Mogamulizumab efficacy is underscored by its associated rash that mimics cutaneous T-cell lymphoma: a retrospective single-centre case series*

N. A. Trum, J. Zain, X. U. Martinez, V. Parekh, M. Afkhami, F. Abdulla, K. R. Carson, S. T. Rosen, C. L. Bennett, C. Querfeld*

*Corresponding author for this work

Research output: Contribution to journalArticlepeer-review

19 Scopus citations


Background: Mogamulizumab is a humanized antibody against chemokine receptor type 4. It was recently approved by the US Food and Drug Administration for relapsed or refractory mycosis fungoides (MF) and Sézary syndrome (SS). The most commonly reported adverse event in the phase III licensing trial was drug eruption (28%), now termed mogamulizumab-associated rash (MAR).
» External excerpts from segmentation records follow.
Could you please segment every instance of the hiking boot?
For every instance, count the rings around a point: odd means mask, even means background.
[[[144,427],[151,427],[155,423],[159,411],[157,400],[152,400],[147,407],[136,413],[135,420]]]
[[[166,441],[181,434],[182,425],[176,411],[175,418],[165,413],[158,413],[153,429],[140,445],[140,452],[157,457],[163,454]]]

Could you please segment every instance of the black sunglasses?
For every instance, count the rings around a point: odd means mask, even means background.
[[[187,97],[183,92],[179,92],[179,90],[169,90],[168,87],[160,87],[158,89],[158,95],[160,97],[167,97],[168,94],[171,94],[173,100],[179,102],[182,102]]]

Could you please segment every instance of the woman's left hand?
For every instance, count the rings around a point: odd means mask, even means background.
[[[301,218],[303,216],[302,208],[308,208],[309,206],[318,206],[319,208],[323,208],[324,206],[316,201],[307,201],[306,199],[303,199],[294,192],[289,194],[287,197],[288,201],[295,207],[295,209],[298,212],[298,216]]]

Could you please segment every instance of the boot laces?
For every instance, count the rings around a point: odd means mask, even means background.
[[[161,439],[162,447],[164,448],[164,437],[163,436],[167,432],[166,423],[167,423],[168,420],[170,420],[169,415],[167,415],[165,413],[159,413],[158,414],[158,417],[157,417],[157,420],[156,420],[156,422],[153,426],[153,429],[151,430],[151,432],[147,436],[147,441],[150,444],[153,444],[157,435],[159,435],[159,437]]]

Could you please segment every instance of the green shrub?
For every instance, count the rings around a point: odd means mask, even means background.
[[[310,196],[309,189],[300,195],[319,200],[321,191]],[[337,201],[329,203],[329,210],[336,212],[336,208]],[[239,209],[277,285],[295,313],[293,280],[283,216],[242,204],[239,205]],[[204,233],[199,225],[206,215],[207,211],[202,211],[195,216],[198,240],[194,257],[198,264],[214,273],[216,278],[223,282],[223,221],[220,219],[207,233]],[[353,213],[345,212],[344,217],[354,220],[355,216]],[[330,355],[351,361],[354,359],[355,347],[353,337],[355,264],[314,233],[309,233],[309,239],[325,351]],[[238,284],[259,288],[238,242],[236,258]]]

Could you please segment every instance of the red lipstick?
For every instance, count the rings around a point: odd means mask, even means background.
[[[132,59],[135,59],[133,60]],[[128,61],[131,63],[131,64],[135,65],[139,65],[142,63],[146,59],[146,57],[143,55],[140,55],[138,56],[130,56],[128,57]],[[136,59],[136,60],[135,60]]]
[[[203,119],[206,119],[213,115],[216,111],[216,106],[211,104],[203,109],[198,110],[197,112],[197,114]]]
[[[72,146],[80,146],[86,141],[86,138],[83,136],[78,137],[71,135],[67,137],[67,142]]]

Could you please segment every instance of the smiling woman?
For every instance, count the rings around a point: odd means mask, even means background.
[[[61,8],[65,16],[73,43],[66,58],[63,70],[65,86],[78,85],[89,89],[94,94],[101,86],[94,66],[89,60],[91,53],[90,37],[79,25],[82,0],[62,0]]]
Clinical recommendations about MAR and its treatment differ between the current package insert and postapproval insights reported from two single-centre studies that focused on its characterization, but less so on outcomes and clinicopathological differentiation from cutaneous T-cell lymphoma (CTCL). Objectives: To describe our experience in the diagnosis of MAR and treatment of patients with CTCL with mogamulizumab. Methods: This is a single-centre retrospective case series study. Results: We found a higher incidence of MAR in patients with CTCL (17 of 24, 68%) than previously reported. MAR development is associated with complete (11 of 17) or partial (four of 17) responses, with an overall response rate of 88%, compared with 29% (two of seven) in patients without MAR. Diagnosis of MAR may be obscured by its ability to mimic key CTCL features both clinically and histologically, but an absence of T-cell-receptor clonality and relatively decreased CD4 : CD8 ratio compared with baseline lesions strongly favour MAR over recurrent disease. Conclusions: MAR has the potential to create a significant management problem for patients on mogamulizumab. Misidentification of MAR as recurrent CTCL may detrimentally result in the premature discontinuation of mogamulizumab in patients whose disease is historically hard to treat. Thorough clinicopathological investigation of new lesions during treatment with mogamulizumab is required to inform ideal treatment decisions and achieve better outcomes.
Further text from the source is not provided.